La découverte picturale et l’interaction virtuelle sont au coeur de mes créations présentes. Engendrées par les jeux vidéos et le deeplearning, le renouvellent de ma pratique auprès de ces territoires d’imaginaire où les pixels et l’invraisemblable se croisent, font déraisonner en moi la vision première d’une réalité virtuelle. Éclatante et inquiétante. Se faisant, l’émergeance de ces peintures hybrides nous donne à voir les images figées d’une esthétique dormante ininterrompu, en plein sommeil paradoxal et machinal. J’explore alors une technique de hacking appelé “corruption”, qui décortique les textures des jeux-vide?os et re-décompose les images au grès des variations innnombrables de l’émulateur. L’image ainsi capturé traverse les liquides colorés, relâchées contre la toile par les touches détachées de mes mains instinctives.

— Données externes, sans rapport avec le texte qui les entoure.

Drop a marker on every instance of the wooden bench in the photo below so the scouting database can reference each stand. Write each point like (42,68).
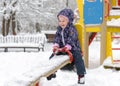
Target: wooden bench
(23,41)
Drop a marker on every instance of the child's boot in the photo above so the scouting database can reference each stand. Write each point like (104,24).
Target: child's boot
(81,79)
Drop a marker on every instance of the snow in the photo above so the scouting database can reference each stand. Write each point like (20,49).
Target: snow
(19,69)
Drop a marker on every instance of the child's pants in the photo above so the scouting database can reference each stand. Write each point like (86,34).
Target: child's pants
(79,63)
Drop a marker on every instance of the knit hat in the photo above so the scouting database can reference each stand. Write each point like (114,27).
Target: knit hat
(67,13)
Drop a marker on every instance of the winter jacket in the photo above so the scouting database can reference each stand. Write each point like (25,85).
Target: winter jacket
(70,33)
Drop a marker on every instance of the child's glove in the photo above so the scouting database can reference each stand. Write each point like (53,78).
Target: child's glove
(66,48)
(55,49)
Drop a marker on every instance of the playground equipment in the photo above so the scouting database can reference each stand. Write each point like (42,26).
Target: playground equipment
(91,22)
(94,15)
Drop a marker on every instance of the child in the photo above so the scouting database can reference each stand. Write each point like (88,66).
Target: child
(66,37)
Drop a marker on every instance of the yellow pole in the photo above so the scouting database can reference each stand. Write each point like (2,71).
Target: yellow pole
(109,46)
(79,24)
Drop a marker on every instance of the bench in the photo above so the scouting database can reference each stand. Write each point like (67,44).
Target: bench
(30,41)
(42,68)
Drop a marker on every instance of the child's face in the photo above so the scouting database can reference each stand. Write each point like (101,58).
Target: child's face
(62,21)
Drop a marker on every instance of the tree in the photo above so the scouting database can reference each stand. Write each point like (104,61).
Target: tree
(9,17)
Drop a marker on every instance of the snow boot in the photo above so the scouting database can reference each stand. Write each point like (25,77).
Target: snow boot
(81,79)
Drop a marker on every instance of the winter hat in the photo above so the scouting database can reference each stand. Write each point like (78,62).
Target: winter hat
(67,13)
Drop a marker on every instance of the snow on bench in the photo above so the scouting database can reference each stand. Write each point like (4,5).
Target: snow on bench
(23,41)
(26,69)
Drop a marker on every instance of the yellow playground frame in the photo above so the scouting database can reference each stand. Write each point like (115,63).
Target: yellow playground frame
(105,31)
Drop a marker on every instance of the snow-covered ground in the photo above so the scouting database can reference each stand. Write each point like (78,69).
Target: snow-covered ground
(12,67)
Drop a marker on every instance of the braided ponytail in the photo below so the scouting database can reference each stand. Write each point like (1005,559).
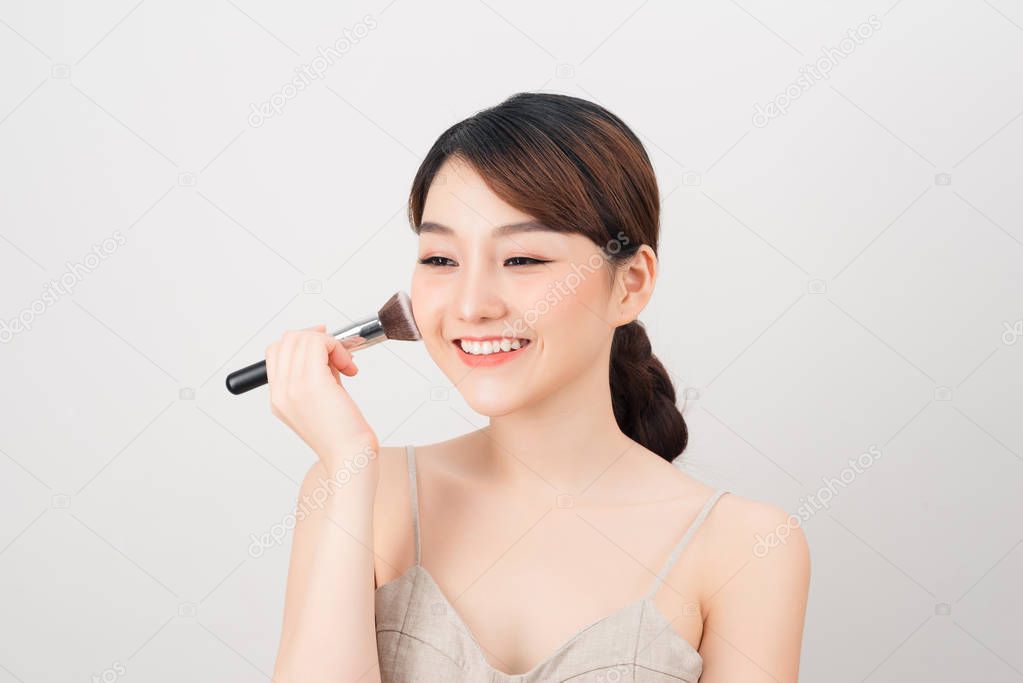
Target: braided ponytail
(642,395)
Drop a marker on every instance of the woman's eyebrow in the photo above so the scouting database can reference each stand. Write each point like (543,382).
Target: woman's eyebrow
(499,231)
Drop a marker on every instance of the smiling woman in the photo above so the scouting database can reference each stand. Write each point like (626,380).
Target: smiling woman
(563,541)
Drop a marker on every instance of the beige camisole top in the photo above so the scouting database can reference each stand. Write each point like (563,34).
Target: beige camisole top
(420,637)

D’autre part, les oeuvres tirées de peintures classiques fournissent un abécedaire commencé depuis ma découverte du machine learning, et d’un logiciel appelé Dreamdeeply. J’y introduis alors ces peintures, qui ressortent transformées par l’interprétation des images condensées d’un algorythme. En dernier ressort, je retouche l’image obtenue pour y laissé apparaître les formes numériques les plus criantes à mon oeil. J’en suis à la lettre C des peintres trouvé sur la toile numérique et j’ai commencé à partager quelques unes de leurs oeuvres sur les réseaux.